What the DACA? A timeline

The Deferred Action for Childhood Arrivals (DACA) program, enacted by former President Barack Obama, represents a significant stage of evolution within the United States' immigration policy. The undocumented immigrants served by the program embody the ideals that America built itself upon: Those who came here for a better life, free from persecution. These ideals, however, have not protected these individuals from the growing pains of American democracy.

Through in-depth research, Stacker developed a timeline of events that have shaped the enduring debate of where DACA—and the DREAM Act preceding it—fit within the legal definition of "American." Bipartisanship will prove to be the driving mechanism for moving beyond debates about the merits of amnesty, the necessity of deportation for certain populations and the lengths America intends to go in order to secure its borders.

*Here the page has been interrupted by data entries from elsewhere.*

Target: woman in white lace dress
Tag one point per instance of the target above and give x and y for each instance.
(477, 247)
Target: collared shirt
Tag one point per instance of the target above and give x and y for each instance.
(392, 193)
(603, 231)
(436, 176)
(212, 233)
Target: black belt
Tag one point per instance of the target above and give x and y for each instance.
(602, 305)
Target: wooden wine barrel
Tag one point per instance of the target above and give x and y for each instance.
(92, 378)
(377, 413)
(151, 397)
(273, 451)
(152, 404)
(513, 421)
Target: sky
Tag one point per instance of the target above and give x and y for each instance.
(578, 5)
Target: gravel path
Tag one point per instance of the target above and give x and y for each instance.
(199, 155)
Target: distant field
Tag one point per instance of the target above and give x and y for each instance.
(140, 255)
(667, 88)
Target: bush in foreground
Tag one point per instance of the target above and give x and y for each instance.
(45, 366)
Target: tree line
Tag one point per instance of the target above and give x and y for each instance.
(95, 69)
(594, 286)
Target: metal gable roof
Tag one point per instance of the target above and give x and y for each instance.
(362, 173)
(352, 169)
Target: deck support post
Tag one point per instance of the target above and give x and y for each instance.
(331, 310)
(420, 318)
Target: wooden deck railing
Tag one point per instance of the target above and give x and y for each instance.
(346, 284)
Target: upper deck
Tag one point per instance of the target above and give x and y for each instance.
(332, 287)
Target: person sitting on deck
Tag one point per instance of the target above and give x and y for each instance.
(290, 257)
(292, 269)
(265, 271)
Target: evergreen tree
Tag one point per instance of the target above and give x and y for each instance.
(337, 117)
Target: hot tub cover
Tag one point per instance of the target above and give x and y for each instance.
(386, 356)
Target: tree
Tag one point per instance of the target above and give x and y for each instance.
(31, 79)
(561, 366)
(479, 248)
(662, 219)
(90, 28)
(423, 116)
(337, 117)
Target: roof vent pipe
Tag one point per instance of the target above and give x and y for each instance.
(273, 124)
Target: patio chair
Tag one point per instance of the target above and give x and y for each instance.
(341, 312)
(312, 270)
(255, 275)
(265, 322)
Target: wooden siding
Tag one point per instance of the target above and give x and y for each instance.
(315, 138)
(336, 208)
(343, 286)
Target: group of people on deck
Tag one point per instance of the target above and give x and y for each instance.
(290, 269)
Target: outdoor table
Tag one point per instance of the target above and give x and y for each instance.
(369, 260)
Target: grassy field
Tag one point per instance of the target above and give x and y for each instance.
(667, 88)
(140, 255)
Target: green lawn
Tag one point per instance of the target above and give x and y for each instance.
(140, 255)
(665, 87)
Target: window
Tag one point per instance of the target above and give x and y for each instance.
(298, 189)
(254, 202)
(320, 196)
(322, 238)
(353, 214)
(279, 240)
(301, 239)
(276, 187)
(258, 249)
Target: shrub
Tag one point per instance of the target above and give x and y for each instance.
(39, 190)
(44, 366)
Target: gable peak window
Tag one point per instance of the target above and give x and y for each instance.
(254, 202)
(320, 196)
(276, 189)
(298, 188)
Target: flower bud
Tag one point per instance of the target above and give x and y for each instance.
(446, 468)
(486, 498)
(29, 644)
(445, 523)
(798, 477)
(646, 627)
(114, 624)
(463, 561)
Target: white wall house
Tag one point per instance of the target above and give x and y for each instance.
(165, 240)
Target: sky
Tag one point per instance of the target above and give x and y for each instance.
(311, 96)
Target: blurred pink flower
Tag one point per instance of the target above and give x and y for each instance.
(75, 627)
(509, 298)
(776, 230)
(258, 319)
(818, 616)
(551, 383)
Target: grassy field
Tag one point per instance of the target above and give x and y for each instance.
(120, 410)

RELATED: What's Happening? A timeline of Mueller's investigation

President Ronald Reagan signs the Immigration Control and Reform Act (IRCA)

Date: November 6, 1986

The IRCA provides amnesty and legal permanent residence to the nearly 2.7 million undocumented people who entered the United States before 1982. The bill is an effort to eliminate the illegal immigration spurred by the Bracero Program and aims to penalize employers that knowingly hire undocumented workers.

Senators Dick Durbin (D-Ill.) and Orrin Hatch (R-UT) co-sponsor legislation called the Development Relief and Education for Alien Minors Act (DREAM)

Date: August 1, 2001

By the turn of the century, the United States holds roughly 11 million undocumented people within its borders. The Dream Act focuses on undocumented children in the country, and aims to provide them with a path to citizenship. The proposal is the first of many failed attempts to establish immigration reform.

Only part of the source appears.